Comme la dernière fois, nous nous retrouvâmes à Voiron. Cette fois-ci, l'entrevue était bien plus officielle, je dus par conséquent rejoindre les hommes de Dieu à l'église de Voiron, bien plus grande que celle de mon petit village.
J'avais fait une crise d'angoisse avant d'y aller, aucun exercice n'avait pu l'empêcher. Loïs avait été là pour me soutenir et me calmer. Je lui en étais reconnaissant car cette étape me bouffait de l'intérieur. J'étais terrifié et donc pas prêt du tout. Pour autant, j'avais décidé de le faire. Peu importe que mes raisons soient bonnes ou mauvaises, et même si j'étais d'accord avec mon psy sur le fait d'être prêt, tout se jouait maintenant. Je n'avais pas le temps d'être prêt. Notre seule chance c'était aujourd'hui alors je m'étais donné un coup de pied mental.

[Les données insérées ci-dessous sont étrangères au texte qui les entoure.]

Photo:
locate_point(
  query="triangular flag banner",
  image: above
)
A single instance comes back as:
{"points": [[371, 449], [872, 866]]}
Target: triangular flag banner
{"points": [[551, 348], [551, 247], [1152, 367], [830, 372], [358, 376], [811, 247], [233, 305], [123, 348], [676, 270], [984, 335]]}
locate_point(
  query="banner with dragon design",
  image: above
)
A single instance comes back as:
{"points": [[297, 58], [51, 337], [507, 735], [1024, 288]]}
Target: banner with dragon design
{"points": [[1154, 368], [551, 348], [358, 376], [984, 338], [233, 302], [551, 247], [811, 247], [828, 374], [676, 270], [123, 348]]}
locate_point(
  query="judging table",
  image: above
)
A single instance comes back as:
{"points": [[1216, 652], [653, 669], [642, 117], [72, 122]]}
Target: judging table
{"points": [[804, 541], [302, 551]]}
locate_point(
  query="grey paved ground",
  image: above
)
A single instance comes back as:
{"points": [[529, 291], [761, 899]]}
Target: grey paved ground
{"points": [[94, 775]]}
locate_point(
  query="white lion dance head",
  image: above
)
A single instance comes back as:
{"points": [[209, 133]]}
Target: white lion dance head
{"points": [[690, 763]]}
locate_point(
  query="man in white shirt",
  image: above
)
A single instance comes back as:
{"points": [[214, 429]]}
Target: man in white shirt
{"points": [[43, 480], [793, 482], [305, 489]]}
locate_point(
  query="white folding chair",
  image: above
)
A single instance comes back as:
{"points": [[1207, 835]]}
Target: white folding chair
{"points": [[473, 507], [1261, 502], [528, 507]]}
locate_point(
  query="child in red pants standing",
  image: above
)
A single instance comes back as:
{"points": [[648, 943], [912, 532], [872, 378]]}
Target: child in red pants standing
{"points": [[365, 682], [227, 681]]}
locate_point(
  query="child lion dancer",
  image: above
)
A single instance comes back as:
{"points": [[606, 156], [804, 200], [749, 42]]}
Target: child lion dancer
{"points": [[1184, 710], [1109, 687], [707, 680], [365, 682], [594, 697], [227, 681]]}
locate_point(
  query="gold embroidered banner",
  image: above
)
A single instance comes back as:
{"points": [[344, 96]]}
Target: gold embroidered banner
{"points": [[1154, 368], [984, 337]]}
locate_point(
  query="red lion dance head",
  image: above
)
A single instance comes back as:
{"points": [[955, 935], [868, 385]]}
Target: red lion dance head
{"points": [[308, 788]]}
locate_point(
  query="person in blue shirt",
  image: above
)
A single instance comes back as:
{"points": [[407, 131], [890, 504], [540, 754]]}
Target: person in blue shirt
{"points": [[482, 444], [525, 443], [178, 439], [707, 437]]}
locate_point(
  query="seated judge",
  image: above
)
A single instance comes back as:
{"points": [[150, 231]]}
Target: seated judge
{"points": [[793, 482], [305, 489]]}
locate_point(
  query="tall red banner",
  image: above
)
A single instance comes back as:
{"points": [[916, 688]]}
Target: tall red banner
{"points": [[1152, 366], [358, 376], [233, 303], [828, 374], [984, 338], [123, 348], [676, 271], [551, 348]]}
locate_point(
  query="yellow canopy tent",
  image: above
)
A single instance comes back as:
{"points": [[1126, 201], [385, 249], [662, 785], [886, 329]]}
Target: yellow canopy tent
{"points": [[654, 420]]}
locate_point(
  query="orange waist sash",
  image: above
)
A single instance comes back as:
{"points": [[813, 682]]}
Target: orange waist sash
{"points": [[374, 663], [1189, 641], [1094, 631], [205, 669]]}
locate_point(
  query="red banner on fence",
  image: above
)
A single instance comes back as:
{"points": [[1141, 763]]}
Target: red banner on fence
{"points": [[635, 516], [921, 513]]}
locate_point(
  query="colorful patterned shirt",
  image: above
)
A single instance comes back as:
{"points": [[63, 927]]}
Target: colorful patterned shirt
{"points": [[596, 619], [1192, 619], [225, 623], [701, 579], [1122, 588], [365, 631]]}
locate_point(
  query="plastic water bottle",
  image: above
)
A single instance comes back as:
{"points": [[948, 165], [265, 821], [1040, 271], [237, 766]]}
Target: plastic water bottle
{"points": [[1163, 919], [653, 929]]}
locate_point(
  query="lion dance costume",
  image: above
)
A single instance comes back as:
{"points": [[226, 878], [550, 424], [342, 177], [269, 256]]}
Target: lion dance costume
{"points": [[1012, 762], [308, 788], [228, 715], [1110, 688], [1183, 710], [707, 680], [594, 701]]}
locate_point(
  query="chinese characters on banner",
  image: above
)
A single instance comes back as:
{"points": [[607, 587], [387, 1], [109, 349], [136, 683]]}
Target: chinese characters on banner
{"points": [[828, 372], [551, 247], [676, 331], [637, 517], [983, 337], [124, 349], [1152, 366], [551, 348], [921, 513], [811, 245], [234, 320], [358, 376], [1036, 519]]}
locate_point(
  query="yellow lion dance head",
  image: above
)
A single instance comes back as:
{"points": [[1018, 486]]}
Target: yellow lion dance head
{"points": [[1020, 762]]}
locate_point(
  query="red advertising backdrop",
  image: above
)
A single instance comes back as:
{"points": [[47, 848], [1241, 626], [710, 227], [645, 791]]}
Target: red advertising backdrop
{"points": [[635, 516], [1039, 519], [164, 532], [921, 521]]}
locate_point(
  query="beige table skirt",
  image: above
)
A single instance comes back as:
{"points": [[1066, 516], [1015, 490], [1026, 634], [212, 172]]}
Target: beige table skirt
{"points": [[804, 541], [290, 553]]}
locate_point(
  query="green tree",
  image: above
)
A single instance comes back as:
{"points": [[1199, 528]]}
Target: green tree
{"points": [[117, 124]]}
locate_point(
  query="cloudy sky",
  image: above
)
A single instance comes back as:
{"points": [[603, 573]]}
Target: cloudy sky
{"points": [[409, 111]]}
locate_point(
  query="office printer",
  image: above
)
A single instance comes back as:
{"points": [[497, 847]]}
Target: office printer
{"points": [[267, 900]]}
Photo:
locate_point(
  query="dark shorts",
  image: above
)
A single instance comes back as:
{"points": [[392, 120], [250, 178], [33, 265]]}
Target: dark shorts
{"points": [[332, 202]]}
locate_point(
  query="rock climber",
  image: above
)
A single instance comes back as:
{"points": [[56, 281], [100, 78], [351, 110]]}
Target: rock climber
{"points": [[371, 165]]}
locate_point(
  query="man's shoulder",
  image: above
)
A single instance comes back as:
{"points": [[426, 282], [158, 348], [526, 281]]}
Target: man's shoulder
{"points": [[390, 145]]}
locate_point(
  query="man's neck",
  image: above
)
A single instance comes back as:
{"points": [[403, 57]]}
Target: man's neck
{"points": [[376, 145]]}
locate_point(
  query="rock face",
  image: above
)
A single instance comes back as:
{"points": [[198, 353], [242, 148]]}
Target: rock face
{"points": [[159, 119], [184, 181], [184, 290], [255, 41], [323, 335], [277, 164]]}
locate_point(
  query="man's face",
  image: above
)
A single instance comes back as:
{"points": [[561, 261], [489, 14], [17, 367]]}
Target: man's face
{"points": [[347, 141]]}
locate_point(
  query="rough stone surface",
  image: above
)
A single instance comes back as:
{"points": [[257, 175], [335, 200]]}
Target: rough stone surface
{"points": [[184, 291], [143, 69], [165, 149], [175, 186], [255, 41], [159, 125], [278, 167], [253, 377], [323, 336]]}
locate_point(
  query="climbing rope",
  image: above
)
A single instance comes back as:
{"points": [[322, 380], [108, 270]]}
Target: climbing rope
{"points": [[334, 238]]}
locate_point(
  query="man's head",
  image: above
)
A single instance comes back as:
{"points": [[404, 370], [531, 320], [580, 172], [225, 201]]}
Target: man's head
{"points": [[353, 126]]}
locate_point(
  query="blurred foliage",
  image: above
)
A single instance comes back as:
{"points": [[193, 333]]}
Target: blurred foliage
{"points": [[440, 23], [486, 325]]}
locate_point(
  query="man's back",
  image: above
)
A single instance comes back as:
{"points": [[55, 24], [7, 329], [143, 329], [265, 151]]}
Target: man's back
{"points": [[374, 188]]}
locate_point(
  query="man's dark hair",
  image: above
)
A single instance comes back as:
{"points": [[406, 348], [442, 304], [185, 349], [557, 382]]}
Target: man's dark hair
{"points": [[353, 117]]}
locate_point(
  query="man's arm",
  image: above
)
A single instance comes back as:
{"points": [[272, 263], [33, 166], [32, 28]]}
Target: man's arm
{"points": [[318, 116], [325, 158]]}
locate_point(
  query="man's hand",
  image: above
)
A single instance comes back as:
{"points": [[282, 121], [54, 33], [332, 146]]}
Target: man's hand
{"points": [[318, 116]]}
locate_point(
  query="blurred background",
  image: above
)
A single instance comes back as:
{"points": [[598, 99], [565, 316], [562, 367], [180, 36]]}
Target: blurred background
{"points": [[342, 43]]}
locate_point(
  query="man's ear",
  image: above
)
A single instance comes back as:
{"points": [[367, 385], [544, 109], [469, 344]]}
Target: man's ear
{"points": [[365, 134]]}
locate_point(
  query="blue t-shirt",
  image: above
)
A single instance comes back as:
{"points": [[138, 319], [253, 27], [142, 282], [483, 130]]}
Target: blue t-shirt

La salle qui nous accueillit était simple, les murs de pierres étaient nus et froids, cependant le mobilier en bois donnait une certaine chaleur, rehaussée par les chaises en cuir brun clair.
Après quelques présentations futiles, le sujet fut mis sur la table, sans jeux de mots. L'homme face à moi avait de grands yeux bleus et doux et une barbe de quelques jours qui le rendait décontracté. Il m'apprit qu'il avait déjà interrogé Clémence, ce qui me soulagea. Je ne voulais pas être seul à porter de telles accusations contre père Vincent.
Les autres victimes se trouvaient dans d'autres juridictions religieuses, où ce monstre n'exerçait plus, il n'y avait donc aucun moyen de faire appel à une justice ecclésiastique.
Tout reposait donc sur Clémence et moi, bien que les autres témoignages pesaient aussi dans la balance.
— J'ai bien pris connaissance de votre témoignage, Eliott, cependant, j'aimerais que vous me décriviez la situation de nouveau.
Un râle s'échappa de ma bouche. Le cœur au bord des lèvres, je pris une grande inspiration. Loïs posa sa main sur ma cuisse en signe de soutien tandis que je déballai mon histoire.
— C'est votre père qui vous a amené ? questionna-t-il après m'avoir écouté.
— À chaque fois, oui.
— À chaque fois ? répéta l'homme.
— J'ai eu deux séances d'exorcismes avant d'être enfermé pendant une semaine.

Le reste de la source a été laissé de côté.